If Capo di tutti Capi Roberts demands answers, who am I to refuse the call?

Below the fold, my thoughts on the choice of Stephane Dion for leader of the Liberal Party of Canada. The short version: modest optimism.

(Note: I am not a member of the Liberal Party, but I have voted for them occasionally.)

To understand the dynamics of this leadership race, you need to understand a few things about the Liberal Party’s place in Canadian politics. The Liberal Party has been the semi-permanent Party of Government in Canada, having run the country for the bulk of the 20th century. Liberals — sometimes arrogantly, if not undeservedly — see periods when they are out of power as deviations from the norm.

The lingering problem for the Liberal Party — which contributed indirectly to its recent electoral defeat — has been a deep division between two factions, respectively loyal to the two previous Liberal Prime Ministers, Jean Chretien and Paul Martin. Declaring my biases: While I’m not a Liberal voter by nature, I was a much bigger fan of Chretien than Martin.

For the past decade or so (until this January), the Liberals were running the country more-or-less competently when it came to fiscal matters, but basically letting a lot of things keep going on cruise control without any government control, most obviously environmental issues. Under the Liberals, carbon emissions have grown way beyond any level we can bring in line with Canada’s Kyoto obligations. The Conservatives now in government, while blaming the Liberals for this situation, have given up even the pretense of complying with Kyoto.

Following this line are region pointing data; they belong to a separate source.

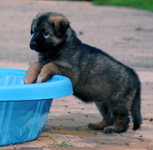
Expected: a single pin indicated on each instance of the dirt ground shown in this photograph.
(124, 33)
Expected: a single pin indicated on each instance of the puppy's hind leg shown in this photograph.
(121, 117)
(107, 119)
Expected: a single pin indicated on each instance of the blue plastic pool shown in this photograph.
(24, 108)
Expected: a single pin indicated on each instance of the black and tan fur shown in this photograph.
(96, 76)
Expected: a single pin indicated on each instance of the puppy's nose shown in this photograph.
(33, 45)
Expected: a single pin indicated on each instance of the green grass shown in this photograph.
(138, 4)
(64, 143)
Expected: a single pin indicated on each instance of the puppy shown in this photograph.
(96, 76)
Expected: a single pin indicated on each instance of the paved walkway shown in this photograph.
(124, 33)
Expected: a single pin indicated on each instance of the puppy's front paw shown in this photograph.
(47, 72)
(32, 73)
(43, 77)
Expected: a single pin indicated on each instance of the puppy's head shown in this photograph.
(48, 31)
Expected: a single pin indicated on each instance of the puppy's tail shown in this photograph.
(136, 109)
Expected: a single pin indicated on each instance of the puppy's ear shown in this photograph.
(60, 24)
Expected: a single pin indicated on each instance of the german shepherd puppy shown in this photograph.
(96, 76)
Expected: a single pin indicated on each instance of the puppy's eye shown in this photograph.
(46, 35)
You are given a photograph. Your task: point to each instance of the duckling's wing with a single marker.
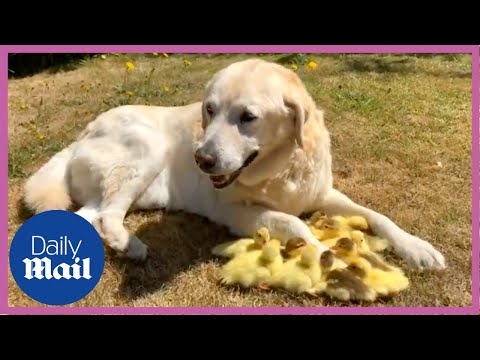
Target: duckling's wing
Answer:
(231, 248)
(376, 243)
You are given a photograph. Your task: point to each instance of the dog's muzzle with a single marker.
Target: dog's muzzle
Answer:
(222, 181)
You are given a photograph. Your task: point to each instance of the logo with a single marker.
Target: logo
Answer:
(57, 257)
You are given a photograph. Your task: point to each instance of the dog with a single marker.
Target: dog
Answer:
(254, 152)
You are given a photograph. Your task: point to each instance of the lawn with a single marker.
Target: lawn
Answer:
(401, 140)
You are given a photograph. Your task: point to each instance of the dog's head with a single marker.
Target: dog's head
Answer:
(250, 109)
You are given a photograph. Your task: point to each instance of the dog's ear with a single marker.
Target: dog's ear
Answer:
(297, 99)
(204, 117)
(300, 108)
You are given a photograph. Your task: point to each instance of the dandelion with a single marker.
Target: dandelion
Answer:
(130, 66)
(312, 65)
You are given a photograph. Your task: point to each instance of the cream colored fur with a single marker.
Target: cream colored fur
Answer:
(142, 157)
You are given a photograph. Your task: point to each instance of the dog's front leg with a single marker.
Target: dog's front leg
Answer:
(417, 252)
(245, 220)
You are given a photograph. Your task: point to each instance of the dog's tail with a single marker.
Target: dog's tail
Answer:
(47, 189)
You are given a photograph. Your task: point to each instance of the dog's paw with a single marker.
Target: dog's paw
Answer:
(420, 254)
(137, 250)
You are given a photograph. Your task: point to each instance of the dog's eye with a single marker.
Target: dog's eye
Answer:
(247, 117)
(209, 109)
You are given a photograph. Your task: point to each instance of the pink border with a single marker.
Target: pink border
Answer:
(472, 49)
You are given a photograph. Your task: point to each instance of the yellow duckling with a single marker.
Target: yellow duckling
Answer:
(327, 263)
(299, 274)
(245, 269)
(346, 249)
(316, 216)
(254, 267)
(342, 284)
(382, 282)
(293, 247)
(358, 223)
(331, 229)
(231, 249)
(271, 256)
(364, 252)
(262, 236)
(319, 234)
(376, 243)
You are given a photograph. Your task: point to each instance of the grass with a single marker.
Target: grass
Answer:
(401, 138)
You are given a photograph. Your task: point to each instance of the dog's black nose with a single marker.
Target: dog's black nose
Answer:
(205, 161)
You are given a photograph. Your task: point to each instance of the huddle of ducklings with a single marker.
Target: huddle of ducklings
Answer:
(351, 270)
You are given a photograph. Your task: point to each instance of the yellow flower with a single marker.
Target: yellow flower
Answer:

Enter Stephane Dion. As the Minister of the Environment for two years, he did not have a lot of things to chalk up as successes. The reality of Canadian politics, however, is that the Prime Minister has an incredible amount of control over his cabinet and over the Parliament — much stronger than even Bush’s hold on the GOP Congress. We can’t really say whether Dion’s brief record as a middleweight Environment Minister gives any indication of his future success. He was serving two Prime Ministers who did not prioritize the environment. He has made the environment one of his “three pillars," and if the Liberals win he would be the first explicitly green Prime Minister the country has ever had.

Two other things need to be said, one about Stephane Dion, the other about the Liberal Party in general.

I said we don’t have a lot of evidence from Dion’s tenure as Environment Minister to go on. That’s because the bulk of his time in the government of Canada was as Minister of Intergovernmental Affairs, also called the “Unity Minister.” In this position, he took on the separatists in Quebec (a perennial Canadian issue) with great passion and effect; he is credited with having defused much of the separatist passion during the 1990s. (I have written elsewhere that Dion was the man nobody expected to win, but the man who most deserves the job.) Intergovernmental affairs is one of the least popular but most important portfolios in the Canadian political scene, and Dion won grudging respect even from some separatists for his skill and intelligence. Now the man with that skill and intelligence has made saving the environment the campaign issue with which he will fight the next election. I call that a major plus.

The Liberal Party of Canada, however, is not in a great fighting shape at the moment. Heavily in debt, with a poor fundraising apparatus, and still viewed with suspicion by many Canadians after 13 years of incumbency, Dion has a much, much more difficult road ahead of him than many Liberals acknowledge. If the Liberals run on the environment and lose — whether fairly or not — the conventional wisdom could become “running green means losing.” The environment more or less ceased being an issue in Canada in the 1980s or so, and a big loss now under a green banner would risk putting The Cause on the back burner for another decade or more.

Nevertheless, as an environmentalist I am, as I say, modestly optimistic. Dion has made a career out of defying expectations, and the Liberal Party has a strong group of leaders that I suspect will mount a more effective campaign than some realize. And even though the Liberals are not the party I am naturally inclined to vote for, it’s a good day when any party brings the environment front and center. The movement will only arrive when the environment is no longer a partisan issue, after all.